The pair are expected to be named in June as two of the three teams dropped as Super Rugby is trimmed from 18 to 15 sides from next year.
But imminent unemployment spurred the Kings to an upset victory over New South Wales' Waratahs in Sydney on Friday, while Cheetahs' coach Franco Smith complained that the uncertainty of his team's future was destroying their campaign.
The Kings rallied in the second half to shock an error-prone Waratahs 26-24 in Sydney to pick up only their second Super Rugby win of the season.
"It is an emotional time for us with a lot of pressure on the players and our families. We have been away from home since the announcement was made and so it had been very difficult," said captain Lionel Cronje after the victory.

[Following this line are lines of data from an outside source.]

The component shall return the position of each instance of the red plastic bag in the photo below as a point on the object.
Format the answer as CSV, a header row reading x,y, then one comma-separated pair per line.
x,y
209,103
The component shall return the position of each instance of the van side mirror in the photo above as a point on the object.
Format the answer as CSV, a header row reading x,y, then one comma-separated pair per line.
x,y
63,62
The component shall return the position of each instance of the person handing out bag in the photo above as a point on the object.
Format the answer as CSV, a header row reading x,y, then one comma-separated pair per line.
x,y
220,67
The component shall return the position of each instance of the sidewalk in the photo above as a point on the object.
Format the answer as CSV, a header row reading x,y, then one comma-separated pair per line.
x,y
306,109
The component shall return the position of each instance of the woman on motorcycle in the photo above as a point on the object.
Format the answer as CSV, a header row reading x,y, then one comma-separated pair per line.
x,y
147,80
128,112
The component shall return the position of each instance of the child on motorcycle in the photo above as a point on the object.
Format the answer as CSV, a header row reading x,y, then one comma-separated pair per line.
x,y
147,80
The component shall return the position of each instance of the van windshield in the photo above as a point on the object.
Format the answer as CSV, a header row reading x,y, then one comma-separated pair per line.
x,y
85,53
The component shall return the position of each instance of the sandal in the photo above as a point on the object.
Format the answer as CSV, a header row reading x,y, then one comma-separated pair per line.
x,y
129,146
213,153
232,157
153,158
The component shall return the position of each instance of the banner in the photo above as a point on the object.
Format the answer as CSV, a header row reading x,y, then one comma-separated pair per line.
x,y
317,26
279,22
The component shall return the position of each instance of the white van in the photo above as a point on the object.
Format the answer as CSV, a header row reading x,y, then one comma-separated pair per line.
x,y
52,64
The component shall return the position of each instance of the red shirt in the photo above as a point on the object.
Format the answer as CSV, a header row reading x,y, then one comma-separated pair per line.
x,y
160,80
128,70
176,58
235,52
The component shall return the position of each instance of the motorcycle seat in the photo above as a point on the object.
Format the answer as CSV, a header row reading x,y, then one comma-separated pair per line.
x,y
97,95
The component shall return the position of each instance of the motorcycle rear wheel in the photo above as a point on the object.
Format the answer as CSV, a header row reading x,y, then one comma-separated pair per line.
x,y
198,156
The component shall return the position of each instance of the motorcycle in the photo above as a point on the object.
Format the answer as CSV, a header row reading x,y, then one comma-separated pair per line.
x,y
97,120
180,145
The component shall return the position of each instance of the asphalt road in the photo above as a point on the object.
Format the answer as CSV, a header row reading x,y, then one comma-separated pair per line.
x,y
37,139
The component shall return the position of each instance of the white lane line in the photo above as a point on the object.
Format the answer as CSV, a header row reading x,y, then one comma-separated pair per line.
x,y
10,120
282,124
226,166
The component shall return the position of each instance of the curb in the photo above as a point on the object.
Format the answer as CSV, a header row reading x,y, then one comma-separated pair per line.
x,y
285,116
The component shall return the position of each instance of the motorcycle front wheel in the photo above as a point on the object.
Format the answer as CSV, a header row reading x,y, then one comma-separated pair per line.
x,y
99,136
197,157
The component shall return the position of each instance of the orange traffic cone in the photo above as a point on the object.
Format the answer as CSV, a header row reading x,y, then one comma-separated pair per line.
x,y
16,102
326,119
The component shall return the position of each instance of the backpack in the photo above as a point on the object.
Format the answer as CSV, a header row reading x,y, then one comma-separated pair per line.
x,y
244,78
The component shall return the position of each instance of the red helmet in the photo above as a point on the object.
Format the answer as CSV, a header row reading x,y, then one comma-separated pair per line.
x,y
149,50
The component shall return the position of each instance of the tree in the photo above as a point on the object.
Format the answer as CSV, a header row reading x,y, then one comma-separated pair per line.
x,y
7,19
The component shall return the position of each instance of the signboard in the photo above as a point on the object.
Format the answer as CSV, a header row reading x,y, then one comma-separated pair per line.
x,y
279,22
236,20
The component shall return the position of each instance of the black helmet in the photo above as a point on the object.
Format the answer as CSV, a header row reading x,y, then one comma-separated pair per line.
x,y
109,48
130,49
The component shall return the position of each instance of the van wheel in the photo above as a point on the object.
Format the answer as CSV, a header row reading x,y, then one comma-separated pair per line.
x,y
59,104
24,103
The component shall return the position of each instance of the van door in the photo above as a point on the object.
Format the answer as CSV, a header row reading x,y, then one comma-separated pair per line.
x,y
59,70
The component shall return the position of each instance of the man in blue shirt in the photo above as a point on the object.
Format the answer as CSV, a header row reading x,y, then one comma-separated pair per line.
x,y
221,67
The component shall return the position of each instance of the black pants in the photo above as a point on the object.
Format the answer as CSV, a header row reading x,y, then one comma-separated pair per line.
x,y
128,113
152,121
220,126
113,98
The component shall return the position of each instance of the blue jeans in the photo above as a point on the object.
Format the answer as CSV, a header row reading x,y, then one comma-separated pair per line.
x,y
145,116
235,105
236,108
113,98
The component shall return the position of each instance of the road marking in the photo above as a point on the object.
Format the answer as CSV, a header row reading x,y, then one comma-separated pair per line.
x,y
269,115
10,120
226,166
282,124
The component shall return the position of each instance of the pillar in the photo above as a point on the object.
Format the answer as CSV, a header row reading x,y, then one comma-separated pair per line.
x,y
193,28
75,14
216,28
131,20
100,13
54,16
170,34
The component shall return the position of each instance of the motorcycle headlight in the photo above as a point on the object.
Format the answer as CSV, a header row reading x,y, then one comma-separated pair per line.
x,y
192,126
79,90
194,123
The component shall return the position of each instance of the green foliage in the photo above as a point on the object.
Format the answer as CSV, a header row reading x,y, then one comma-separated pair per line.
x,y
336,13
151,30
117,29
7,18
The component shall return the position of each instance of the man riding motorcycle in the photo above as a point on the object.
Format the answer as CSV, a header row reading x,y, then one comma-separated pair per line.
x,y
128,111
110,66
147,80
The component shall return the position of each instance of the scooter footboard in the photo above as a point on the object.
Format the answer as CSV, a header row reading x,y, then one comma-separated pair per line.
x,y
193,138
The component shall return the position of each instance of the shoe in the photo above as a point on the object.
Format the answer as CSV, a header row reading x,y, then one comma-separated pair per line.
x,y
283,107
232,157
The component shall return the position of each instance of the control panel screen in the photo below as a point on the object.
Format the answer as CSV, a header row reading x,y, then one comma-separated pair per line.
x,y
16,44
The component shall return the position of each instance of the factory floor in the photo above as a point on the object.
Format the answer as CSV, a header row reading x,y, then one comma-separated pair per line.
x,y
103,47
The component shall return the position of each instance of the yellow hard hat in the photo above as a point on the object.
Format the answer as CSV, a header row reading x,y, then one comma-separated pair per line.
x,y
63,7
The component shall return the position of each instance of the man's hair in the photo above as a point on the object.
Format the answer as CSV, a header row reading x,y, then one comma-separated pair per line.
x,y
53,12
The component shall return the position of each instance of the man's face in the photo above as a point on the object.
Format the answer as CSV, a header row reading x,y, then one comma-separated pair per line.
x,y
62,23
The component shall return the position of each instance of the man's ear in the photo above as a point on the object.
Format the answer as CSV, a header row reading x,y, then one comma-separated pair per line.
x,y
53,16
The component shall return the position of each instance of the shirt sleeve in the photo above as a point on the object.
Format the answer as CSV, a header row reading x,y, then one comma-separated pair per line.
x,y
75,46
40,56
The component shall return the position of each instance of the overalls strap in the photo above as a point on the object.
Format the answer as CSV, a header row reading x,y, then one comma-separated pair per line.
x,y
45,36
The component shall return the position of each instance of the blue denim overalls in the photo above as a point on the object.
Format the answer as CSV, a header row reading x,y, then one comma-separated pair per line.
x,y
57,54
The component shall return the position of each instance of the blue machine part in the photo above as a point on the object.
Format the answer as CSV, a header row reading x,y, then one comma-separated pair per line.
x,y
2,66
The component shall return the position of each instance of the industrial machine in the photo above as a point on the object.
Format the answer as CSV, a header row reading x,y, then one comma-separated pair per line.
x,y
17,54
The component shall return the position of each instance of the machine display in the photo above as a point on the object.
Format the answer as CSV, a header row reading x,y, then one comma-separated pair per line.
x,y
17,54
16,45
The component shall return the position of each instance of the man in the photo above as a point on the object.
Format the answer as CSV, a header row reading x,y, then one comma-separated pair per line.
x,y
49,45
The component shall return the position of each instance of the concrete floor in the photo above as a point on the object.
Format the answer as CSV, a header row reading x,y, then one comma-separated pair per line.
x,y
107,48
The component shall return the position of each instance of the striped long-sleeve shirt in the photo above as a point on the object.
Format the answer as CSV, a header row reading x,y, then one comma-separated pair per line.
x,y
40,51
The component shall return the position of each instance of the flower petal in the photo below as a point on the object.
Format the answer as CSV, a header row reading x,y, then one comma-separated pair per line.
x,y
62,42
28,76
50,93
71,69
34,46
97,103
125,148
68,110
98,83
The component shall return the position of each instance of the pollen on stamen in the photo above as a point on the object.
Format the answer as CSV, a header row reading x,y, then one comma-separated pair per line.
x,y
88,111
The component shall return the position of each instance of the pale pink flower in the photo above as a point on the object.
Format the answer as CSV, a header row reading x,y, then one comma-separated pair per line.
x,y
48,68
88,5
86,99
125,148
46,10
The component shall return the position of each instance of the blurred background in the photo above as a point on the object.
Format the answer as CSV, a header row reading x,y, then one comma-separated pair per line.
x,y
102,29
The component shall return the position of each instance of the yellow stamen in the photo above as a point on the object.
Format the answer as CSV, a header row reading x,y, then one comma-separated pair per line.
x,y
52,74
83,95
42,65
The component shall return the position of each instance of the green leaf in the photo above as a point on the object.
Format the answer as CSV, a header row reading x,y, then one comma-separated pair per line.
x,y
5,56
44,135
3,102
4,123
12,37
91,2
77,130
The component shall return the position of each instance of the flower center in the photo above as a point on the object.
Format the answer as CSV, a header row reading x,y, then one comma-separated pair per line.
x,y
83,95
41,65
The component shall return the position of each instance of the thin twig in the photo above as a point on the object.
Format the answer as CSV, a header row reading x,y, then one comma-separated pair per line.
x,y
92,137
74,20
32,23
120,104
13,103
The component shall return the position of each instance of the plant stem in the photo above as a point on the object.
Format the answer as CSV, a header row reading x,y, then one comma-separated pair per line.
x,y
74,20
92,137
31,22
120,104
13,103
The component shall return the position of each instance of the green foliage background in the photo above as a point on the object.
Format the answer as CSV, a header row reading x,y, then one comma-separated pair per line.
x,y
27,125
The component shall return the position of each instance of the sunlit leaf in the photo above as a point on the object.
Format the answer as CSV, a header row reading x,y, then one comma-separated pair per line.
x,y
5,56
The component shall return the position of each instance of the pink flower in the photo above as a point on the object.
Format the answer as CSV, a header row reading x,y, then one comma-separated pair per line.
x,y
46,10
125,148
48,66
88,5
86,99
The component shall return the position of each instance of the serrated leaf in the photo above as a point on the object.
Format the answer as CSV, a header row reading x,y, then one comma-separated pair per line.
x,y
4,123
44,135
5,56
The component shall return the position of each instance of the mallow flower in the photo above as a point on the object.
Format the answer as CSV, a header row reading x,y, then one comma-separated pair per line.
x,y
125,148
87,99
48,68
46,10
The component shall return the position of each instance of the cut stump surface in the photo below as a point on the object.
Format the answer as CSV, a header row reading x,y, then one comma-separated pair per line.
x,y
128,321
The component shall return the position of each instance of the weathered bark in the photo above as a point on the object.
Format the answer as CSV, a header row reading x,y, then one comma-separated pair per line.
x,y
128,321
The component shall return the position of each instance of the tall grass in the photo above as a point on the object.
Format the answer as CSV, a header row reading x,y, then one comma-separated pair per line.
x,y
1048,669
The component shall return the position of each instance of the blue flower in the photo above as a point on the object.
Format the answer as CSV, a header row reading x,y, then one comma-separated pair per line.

The Kings, who trailed 17-7 at half-time, showed great determination to come back and score three second-half tries before the home side got a late consolation score.
The Cheetahs play the Bulls in Pretoria in a derby on Saturday with their coach calling for more mental strength.
"We are losing because of lapsing mentally," said Smith. "They are small margins so we need our mindset to change.
"Unfortunately, the off-field issues are on the players' minds. They feel that they are playing for the jobs of everyone associated with the franchise from the financial manager to the people that clean the stadium," he said.
"They feel the pressure and when it starts to come on‚ they tend to retreat into their shells and not try anything. It's been evident in a few games. Once we got the lead, the players started hoping the game would go away and they would get the win," he told reporters on Friday.
The Cheetahs have won only two of seven matches this year despite leading in five of them going in to the final 10 minutes.
It was announced earlier this month that two South African teams and one from Australia will be axed from the revamped 2018 Super Rugby competition.
Governing body SANZAAR have left it to the individual rugby unions to decide which teams to be cut, although Australia's Western Force, and the Cheetahs and Kings, are widely regarded as the most vulnerable franchises.